Мик вновь отпил коньяка. Около минуты мы молчали. Я смотрел на него и видел… может, это я сейчас хочу думать, что видел, не знаю. Словно он болен не только душой, – а в этом я был уверен, – но и телом. Что его глупые мысли и его безосновательные терзания уже перекинулись на его тело, подобно раковой опухоли. По крайней мере, выражение лица, когда его покинула улыбка, и он задумчиво глядел вдаль, скинув с себя все напускное, говорило о печали и боли. Одиночество довело его, закралось в его черты лица и вырисовывало на нем свои шрамы.
Он первым нарушил молчание:
– Вы слишком слабы, чтобы устоять перед соблазном сожрать небесные объедки.
Я, конечно, знал, что Мик склонен к размышлениям о высоких материях, но не думал, что он выдумал свою любовь к Алисе (тогда я еще не знал, что именно к Алисе) лишь для того, чтобы любить не так, как все! Это было и очень смешно и очень грустно. Человек осознанно уходил от радостей любви, лишь для того, чтобы в собственных глазах прослыть «гением любви», подарившим этому миру некую «сверхлюбовь».
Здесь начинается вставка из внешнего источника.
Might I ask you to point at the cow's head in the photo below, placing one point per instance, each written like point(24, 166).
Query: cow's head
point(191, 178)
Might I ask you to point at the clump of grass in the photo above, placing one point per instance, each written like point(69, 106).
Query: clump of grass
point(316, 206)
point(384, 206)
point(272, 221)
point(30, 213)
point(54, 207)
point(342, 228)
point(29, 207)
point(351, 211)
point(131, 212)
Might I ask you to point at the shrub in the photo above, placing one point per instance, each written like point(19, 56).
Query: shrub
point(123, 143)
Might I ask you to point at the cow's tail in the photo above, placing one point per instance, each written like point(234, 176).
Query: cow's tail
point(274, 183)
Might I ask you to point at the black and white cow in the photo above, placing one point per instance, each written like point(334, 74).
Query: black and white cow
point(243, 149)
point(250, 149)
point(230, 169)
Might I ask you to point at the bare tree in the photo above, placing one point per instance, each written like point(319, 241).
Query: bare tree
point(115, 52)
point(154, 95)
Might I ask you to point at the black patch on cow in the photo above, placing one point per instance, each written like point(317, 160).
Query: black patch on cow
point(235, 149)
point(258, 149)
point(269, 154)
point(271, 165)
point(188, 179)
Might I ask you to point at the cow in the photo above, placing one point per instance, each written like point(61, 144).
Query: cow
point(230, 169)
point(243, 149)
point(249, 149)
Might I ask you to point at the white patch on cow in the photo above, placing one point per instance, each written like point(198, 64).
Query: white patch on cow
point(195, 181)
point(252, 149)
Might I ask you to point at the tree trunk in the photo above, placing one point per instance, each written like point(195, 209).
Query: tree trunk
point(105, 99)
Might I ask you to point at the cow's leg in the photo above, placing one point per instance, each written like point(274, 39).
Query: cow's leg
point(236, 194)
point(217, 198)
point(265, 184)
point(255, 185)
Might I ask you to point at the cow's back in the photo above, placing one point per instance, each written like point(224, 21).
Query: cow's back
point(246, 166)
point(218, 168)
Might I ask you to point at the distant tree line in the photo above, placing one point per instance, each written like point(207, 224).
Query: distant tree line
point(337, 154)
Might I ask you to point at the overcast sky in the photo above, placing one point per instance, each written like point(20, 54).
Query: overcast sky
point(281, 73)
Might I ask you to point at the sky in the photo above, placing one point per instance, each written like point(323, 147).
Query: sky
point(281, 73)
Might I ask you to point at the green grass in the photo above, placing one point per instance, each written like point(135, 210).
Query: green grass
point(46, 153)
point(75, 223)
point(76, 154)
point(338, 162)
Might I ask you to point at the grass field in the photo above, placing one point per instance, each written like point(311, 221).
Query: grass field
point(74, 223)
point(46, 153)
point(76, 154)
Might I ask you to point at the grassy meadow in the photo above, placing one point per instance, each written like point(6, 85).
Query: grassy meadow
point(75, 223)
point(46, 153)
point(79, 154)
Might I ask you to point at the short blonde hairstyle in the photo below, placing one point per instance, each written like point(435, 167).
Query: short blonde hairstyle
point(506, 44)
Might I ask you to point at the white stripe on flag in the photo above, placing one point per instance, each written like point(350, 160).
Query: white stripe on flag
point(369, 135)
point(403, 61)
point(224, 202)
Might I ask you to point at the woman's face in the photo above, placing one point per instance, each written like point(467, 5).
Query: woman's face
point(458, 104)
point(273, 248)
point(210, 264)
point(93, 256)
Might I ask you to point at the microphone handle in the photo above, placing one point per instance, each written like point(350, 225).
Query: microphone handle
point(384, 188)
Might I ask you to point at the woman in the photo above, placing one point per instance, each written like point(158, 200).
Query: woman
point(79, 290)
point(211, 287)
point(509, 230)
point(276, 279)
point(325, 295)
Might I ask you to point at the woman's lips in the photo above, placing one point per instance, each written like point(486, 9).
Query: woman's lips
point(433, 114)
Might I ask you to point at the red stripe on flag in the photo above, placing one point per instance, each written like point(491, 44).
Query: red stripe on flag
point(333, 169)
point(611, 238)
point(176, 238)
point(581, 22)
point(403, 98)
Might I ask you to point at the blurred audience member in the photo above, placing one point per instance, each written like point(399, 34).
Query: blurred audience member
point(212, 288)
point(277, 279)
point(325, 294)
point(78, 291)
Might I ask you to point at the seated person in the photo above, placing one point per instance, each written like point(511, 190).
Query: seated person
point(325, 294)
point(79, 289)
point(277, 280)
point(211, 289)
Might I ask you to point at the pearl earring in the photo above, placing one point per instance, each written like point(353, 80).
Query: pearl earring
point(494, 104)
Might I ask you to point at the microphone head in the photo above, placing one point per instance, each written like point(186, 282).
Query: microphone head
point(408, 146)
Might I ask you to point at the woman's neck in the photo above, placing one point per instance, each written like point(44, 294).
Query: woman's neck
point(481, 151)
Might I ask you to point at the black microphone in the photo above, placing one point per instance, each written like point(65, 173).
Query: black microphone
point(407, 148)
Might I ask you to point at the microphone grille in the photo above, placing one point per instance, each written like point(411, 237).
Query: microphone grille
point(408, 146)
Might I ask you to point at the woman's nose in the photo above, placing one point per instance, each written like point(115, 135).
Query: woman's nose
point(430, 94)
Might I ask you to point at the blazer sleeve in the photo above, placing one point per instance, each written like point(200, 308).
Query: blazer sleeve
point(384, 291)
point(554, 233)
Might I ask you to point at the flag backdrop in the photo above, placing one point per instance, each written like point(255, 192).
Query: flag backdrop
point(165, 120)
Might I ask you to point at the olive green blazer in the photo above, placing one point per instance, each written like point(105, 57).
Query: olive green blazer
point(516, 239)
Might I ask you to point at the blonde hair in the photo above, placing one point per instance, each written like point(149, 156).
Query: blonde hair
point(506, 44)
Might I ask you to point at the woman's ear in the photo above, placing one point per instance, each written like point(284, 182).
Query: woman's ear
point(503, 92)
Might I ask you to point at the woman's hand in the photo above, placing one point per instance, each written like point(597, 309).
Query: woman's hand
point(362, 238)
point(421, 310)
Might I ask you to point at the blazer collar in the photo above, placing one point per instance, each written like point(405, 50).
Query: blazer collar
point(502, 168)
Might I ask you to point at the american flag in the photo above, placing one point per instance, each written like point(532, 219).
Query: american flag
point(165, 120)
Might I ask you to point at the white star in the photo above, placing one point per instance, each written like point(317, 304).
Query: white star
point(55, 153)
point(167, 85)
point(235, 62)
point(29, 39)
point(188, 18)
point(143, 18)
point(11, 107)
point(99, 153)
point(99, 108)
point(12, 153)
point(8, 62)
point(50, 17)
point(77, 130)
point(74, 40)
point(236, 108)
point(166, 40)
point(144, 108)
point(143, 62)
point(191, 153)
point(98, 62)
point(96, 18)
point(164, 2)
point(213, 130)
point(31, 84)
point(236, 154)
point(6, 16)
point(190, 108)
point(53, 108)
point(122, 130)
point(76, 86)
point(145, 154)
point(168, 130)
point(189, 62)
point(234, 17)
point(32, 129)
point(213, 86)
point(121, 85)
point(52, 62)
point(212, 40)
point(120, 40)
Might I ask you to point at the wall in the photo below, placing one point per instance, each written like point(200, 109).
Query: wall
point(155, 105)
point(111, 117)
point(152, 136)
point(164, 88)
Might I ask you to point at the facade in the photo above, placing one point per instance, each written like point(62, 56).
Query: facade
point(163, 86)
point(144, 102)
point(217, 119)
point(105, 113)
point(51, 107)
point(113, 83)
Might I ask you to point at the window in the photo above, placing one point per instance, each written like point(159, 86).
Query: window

– Мик, ты меня пугаешь, – я придал голосу веселости, чтобы разрядить обстановку. – То есть все это лишь для того, чтобы отрицать свою посредственность?
– Хаха, – он подхватил мой настрой и принял насмешливую манеру. – Нет, Бен, я прекрасно знаю, что я посредственность. Мне скоро тридцать, и я не преуспел ни в чем. Я облажался, как и миллионы других людей.
Но я уже понял, что мой брат, действительно, считал себя гением любви. Он не понимал, что гениальность требует намного больше усилий и самовоспитания, чем юношеские иллюзии и попытки задавить в себе ценности, которые создавались обществом на протяжении веков. Он не понимал, что чаще всего, гении не стремятся прослыть гениями, что гениальность – это состояние души. Не понимал, что они не стучатся в дверь общества, они врываются без спроса, чтобы засверкать над нашими головами, и не оставляют нам никаких шансов.